Biraz yavaş ilerliyor değil mi.


28 Aralık 2009 Pazartesi

Yılbaşı Hediyeleri Son Hali

Kendi hazırladığım yılbaşı hediyelerimin son halini aşağıda görebilirsiniz... Bir önceki fotoğraflardan farkı; tchibo dan geçen sene aldığım film kaplama makinesiyle kitap ayraçlarını kaplamış olmam ve delgeçle delip uygun renklerdeki kurdelelerle süslemiş olmam. Umarım hediye edeceğim kişiler beğenir.




7 Aralık 2009 Pazartesi

Kaneviçe Yılbaşı Hediyeleri

Yeni Yıl hediyesi almak adet oldu... Bu sene elimdeki malzemelerle el emeği göz nuru hediyeler hazırlamaya karar verdim. Aşağıdaki resimler işlemesi biten kitap ayraclarına ait. Kitap ayracı olmak için birkaç işlemden daha geçecekler tabii... Modelleri bir kaç kitap ve dergiden kombine ettim. Saksafonu bilgisayar programı kullanarak çizdim. Renkler ise tamamen elimde olan mulineleri bitirmek amaçlı olarak seçildi. Umarım hediyelerin sahipleri aşağıdaki fotoları görmezler :)



10 Kasım 2009 Salı

Kaneviçede son durum

Kaneviçenin son halini resimde görüyorsunuz... Yaklaşık 5 ayda ancak bu kadar ilerledi. Aslına bakarsanız çoğunu son bir ayda yaptım. Bakalım ne zaman bitecek :)

26 Ekim 2009 Pazartesi

2 gün, 2 müze, İstanbul

Sevgili Eşim eğitim için bir haftalığına İstanbul'daydı. Bende cuma günü sabah 9:00 otobüsüyle yola çıktım. 14:30-15:00 gibi İstanbul'daydım. Beyoğlu Öğretmenevinde yer ayırtmıştım. Yenilenmiş olan yeni öğretmenevi çok güzel olmuş. Ancak yönetim her zamanki gibi... hizniyet aynı zihniyet...
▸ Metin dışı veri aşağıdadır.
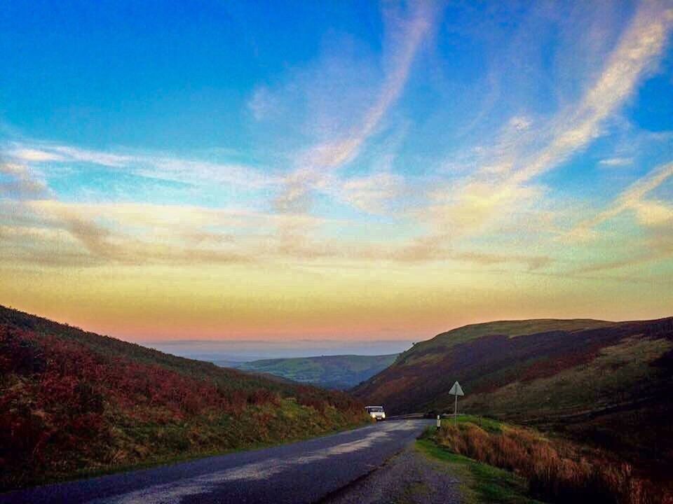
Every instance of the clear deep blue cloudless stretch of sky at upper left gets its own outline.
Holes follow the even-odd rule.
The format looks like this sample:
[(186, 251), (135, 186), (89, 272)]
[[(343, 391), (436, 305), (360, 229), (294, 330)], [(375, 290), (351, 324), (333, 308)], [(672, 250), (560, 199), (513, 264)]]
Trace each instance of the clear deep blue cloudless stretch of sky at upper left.
[(380, 25), (375, 4), (10, 2), (5, 119), (95, 148), (250, 148), (256, 85), (318, 56), (329, 31), (375, 49)]

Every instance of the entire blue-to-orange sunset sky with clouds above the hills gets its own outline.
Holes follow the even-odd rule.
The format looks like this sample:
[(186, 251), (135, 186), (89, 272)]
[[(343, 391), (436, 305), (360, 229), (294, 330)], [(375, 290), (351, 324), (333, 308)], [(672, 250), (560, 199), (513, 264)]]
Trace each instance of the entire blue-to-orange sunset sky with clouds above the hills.
[(672, 1), (17, 1), (0, 304), (132, 341), (673, 315)]

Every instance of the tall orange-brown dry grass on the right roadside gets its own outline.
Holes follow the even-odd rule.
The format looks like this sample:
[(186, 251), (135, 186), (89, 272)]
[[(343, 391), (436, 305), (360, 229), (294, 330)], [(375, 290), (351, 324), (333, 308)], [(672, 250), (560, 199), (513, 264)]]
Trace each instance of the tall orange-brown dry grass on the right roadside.
[(533, 430), (503, 425), (487, 432), (475, 423), (442, 426), (435, 434), (454, 453), (517, 473), (531, 496), (551, 503), (672, 504), (673, 496), (634, 474), (628, 463)]

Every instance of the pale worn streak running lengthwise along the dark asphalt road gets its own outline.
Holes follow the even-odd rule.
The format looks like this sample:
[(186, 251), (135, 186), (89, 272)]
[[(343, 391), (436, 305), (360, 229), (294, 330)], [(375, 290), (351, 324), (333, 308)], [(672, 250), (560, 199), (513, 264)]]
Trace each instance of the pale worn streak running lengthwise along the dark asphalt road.
[(385, 423), (383, 426), (357, 441), (337, 444), (331, 448), (309, 451), (306, 455), (291, 458), (269, 458), (268, 460), (241, 465), (223, 471), (179, 479), (175, 482), (148, 486), (145, 489), (122, 493), (111, 498), (100, 498), (88, 501), (90, 504), (179, 504), (186, 496), (208, 493), (215, 490), (215, 486), (231, 481), (254, 481), (265, 479), (283, 472), (294, 465), (303, 465), (325, 460), (330, 456), (353, 453), (372, 447), (374, 444), (387, 440), (390, 433), (397, 430), (414, 430), (416, 426), (410, 421)]

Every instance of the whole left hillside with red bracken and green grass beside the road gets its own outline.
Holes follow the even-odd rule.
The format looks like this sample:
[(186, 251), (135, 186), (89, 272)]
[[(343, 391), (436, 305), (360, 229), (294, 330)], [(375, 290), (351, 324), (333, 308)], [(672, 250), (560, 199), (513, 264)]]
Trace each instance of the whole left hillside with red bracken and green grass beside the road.
[(344, 393), (0, 307), (0, 489), (296, 440), (364, 419)]

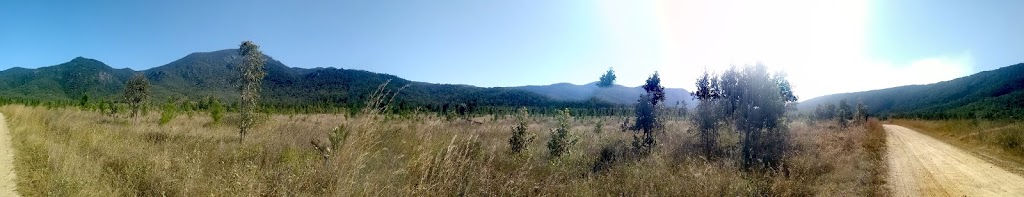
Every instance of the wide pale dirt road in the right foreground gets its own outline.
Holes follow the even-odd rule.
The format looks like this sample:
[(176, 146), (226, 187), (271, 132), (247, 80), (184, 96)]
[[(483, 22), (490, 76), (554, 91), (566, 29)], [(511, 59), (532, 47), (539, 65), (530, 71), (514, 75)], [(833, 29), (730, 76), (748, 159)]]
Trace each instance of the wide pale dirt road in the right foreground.
[(1024, 178), (897, 125), (888, 132), (894, 196), (1024, 196)]

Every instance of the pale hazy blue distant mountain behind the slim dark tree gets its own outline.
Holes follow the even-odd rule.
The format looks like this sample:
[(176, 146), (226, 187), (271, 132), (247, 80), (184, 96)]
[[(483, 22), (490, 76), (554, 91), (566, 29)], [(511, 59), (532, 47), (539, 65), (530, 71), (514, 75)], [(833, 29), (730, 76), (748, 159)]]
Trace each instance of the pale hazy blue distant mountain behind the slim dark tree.
[[(513, 87), (527, 91), (537, 92), (557, 101), (579, 102), (596, 98), (613, 104), (633, 105), (637, 103), (639, 95), (644, 93), (643, 87), (627, 87), (623, 85), (611, 85), (609, 87), (598, 87), (597, 82), (583, 85), (571, 83), (555, 83), (551, 85), (528, 85)], [(696, 106), (697, 102), (692, 100), (689, 91), (683, 88), (665, 88), (665, 104), (675, 107), (677, 102), (686, 102), (688, 107)]]

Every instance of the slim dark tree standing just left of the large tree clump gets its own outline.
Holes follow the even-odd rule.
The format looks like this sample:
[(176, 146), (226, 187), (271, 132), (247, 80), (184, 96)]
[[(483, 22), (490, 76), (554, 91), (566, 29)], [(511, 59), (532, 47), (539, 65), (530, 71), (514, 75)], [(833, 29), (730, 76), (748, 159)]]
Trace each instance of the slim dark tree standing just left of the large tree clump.
[(658, 104), (665, 102), (665, 87), (662, 86), (657, 72), (647, 78), (643, 89), (646, 93), (640, 95), (640, 100), (637, 101), (636, 122), (630, 130), (634, 131), (633, 147), (641, 153), (649, 153), (655, 145), (654, 131), (662, 126), (657, 117)]

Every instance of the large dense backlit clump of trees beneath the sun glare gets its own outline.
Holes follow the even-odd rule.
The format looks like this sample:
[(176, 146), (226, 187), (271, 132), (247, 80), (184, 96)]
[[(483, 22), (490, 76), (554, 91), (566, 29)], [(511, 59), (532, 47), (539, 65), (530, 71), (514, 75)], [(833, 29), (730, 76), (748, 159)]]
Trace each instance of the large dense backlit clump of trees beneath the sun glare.
[(705, 72), (697, 78), (694, 97), (700, 100), (690, 120), (697, 128), (705, 154), (717, 147), (718, 125), (731, 124), (743, 134), (740, 142), (744, 168), (778, 167), (785, 152), (788, 128), (786, 105), (797, 96), (783, 74), (769, 74), (763, 65), (730, 68), (721, 77)]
17:30 gibi eşimle İstiklal caddesinde buluşup elindeki bavulu otele bırakıp taksiyle Ortaköy'e gittik. Cuma akşamı trafiğinde Ortaköy'e varmamız 19'u buldu. Akşam karanlıkta Ortaköy'e ilk gelişimizdi. Işıklandırılmış köprü ve cami çok güzeldi. Ekmek arası midyelerimizi yedik biraz ara sokaklarda dolanıp taksiyle Taksim'e geri döndük. İstiklal'den aşağı otele doğru yürümeye başladık. Ancak fazla ilerleyemedik bir grup slogan atıyordu. Geri dönüp Starbucks'da kahve içip gruba zaman tanıdık. Kahveden sonra otele döndük.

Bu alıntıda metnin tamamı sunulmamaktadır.